I loved traveling. It was all I wanted to do growing up in a small town. I wanted to see the world. When I studied art in college, my textbooks were filled with artworks, cathedrals, museums, sculptures, etc, that were all somewhere else. America is so young, and Europe is full of history everywhere you go. Sit on a park bench, someone famous probably sat there.

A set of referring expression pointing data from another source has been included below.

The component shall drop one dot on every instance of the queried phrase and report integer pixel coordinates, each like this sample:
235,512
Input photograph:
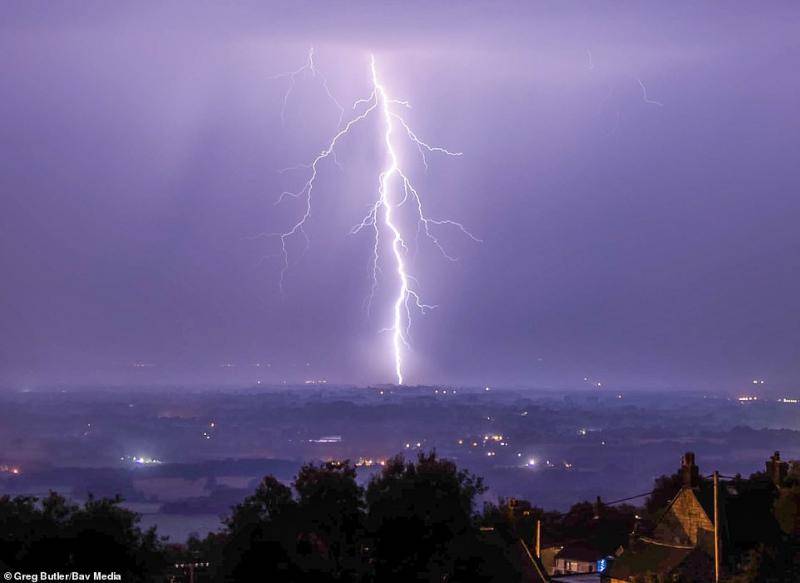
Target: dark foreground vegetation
415,521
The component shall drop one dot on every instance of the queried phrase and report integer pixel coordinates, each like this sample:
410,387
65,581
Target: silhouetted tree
422,526
53,534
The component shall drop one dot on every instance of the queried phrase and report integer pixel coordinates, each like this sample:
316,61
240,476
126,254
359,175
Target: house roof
646,555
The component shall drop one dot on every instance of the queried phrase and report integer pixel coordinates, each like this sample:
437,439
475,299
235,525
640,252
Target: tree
422,527
101,535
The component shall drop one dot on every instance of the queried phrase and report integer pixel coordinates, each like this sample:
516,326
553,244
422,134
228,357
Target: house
576,558
682,542
686,539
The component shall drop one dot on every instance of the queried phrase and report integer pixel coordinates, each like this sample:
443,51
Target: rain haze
631,172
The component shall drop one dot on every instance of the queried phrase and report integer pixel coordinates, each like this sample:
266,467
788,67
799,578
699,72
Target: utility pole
716,526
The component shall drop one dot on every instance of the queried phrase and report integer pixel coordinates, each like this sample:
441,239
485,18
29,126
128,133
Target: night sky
637,244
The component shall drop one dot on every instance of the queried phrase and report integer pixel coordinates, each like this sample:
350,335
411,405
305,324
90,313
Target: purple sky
634,244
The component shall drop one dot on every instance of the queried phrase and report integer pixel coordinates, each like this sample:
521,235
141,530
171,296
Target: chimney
690,474
776,469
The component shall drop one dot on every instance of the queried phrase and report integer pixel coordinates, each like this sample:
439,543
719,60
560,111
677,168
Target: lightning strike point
394,190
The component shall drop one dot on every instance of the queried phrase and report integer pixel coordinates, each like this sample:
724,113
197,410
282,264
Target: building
681,546
687,543
576,558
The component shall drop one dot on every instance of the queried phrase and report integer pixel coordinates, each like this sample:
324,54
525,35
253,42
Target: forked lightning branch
394,190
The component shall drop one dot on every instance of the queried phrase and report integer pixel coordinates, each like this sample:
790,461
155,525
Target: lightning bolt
394,190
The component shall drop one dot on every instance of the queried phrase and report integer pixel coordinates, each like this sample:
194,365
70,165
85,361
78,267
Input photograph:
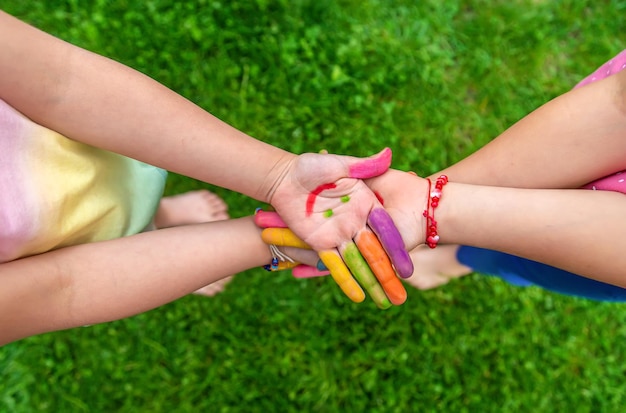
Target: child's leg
190,208
193,207
523,272
435,267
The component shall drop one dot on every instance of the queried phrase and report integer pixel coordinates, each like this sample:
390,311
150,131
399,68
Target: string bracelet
277,257
434,196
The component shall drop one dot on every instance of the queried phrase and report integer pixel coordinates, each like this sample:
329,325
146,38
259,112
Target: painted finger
342,276
268,219
381,223
363,168
306,271
375,255
364,275
283,237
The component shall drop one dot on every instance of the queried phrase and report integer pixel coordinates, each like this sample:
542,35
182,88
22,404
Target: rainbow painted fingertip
342,276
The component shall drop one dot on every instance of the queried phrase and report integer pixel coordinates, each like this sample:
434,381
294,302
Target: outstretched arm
578,230
98,101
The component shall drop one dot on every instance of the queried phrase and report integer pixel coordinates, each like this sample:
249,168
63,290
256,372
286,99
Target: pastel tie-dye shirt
56,192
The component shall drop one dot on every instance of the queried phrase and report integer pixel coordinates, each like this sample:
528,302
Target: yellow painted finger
342,276
364,275
283,237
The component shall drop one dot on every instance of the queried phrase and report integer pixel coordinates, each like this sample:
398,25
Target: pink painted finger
373,166
306,271
268,219
381,223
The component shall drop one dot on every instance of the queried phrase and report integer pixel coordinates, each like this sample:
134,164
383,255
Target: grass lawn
433,80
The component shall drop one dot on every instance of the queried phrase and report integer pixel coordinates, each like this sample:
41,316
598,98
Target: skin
379,262
99,102
381,283
517,194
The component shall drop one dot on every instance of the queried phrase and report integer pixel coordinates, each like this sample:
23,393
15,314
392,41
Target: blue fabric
522,272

Anyway, when I got the chance to go...I packed light on clothes and heavy on film and I went. Sure, it was a guided tour, but I think Europe with a tour guide is good. With a translator is even better. I saw so many places and things that were in my textbooks. Sometimes I broke down in tears when standing somewhere that I had only seen in books. I was so touched. In Rome, I wandered in awe around the coliseum, where Christians were fed to the lions. How often can you walk in footprints that are thousands of years old? Not on this continent.

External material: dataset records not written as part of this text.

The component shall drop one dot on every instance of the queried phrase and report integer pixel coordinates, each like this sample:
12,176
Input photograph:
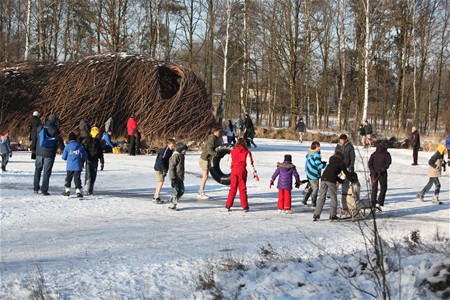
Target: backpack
45,140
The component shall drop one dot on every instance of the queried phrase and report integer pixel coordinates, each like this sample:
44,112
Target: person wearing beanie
285,171
379,163
176,174
346,148
240,157
436,165
75,155
329,180
45,154
313,168
34,124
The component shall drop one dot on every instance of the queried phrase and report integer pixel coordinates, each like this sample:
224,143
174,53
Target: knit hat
72,136
343,137
52,118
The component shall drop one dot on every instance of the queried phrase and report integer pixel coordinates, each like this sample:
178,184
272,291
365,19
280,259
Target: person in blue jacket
75,155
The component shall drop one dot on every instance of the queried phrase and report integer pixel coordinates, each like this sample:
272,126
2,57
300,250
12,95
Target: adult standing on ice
379,162
435,165
415,143
209,151
348,151
45,157
285,170
240,157
35,123
329,180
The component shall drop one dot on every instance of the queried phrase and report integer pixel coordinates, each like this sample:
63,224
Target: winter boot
66,192
436,200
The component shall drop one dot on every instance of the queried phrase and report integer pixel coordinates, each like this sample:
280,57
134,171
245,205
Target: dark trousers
382,179
90,176
415,155
43,164
76,175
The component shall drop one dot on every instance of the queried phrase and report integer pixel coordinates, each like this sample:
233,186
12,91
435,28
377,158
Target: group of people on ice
86,151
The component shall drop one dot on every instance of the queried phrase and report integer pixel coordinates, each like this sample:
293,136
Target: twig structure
166,99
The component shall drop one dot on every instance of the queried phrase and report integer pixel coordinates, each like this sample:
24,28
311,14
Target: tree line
335,63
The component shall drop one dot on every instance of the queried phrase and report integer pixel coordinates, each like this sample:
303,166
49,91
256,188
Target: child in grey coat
176,173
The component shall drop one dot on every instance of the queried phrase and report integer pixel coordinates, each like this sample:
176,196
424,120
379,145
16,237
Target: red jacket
132,127
240,157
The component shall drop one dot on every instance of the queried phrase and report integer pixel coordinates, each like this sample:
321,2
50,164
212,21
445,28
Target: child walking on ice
285,170
75,155
435,165
176,173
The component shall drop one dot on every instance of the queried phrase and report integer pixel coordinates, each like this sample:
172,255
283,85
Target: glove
255,175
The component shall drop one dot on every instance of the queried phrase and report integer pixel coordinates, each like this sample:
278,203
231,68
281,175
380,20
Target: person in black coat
45,157
35,123
379,162
329,179
415,143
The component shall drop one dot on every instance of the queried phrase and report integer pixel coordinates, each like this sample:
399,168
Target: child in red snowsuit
239,158
285,170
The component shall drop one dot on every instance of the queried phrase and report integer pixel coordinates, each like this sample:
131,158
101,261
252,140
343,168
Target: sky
118,244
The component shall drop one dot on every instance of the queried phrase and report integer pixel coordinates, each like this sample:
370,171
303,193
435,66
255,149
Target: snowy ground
120,245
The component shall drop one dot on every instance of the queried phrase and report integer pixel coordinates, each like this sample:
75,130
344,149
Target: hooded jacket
380,160
75,155
53,131
435,162
285,170
334,168
314,165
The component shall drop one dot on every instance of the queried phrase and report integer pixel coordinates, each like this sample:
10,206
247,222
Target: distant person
313,169
346,148
362,134
447,144
133,136
329,181
240,158
5,150
301,128
415,143
176,173
285,171
45,154
435,166
162,168
231,133
75,155
379,163
368,134
249,133
209,151
94,149
35,123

The last trip I took culminated in Paris. Such a pretty city with a really snotty attitude. I think the French countryside is gorgeous and the people are warm. I visited Versailles, the famous Monet gardens and bridge and walked the Louvre. Stood in front of and under this:
Don't know why I thought you couldn't walk underneath it. Seems silly now, but I guess I thought that would be off limits. It's not. Just so you know. And it is painted a chocolate brown. Didn't really think about that, either. I thought it was just faded black, but it is brown.
But interestingly enough, there was always one sight that warmed my heart and beckoned me closer. The bright lights, the tantalizing smell, the familiar menu. Ahhhh, McDonald's.
I hang my head in shame. I know. Travel that many miles and eat at a McDonald's? Seems really like an insult to the French people, the Italian people, the Greek people, the British people! But let me tell you, you will be so happy to see those Golden Arches if you ever travel abroad.
Let me explain.
Our tour included breakfast and dinner in the cost, so those meals were preplanned and not always so scrumptious. In fact, often they were repititous. And sometimes strangely foreign. Now I like to try new things, but I would like to choose them, not just have them set in front of me. So for two weeks our stomachs experienced some upheaval as we adjusted to food that we weren't used to eating.
But at lunch, if we were in a big city, sometimes we were able to find a McDonald's and it was so exciting. I remember in Rome, we walked down this street with some fantastically expensive shops, a bookstore and a Prada. Then, the McDonald's. It was like seeing the American flag waving and welcoming me home.
Double cheeseburger, no pickle, fries and a Sprite.
Isn't it funny that such a small thing can help us adjust and feel normal? I love to travel, but there are times when I am tired of absorbing the newness around me and just want something familiar. A security blanket of Americana, if you will.
And, I may apologize to the British, and the Greeks and the Italians for skipping the local fare and eating under the arches, but I won't apologize to the snooty French.
I think you know what the French can kiss. My derriere.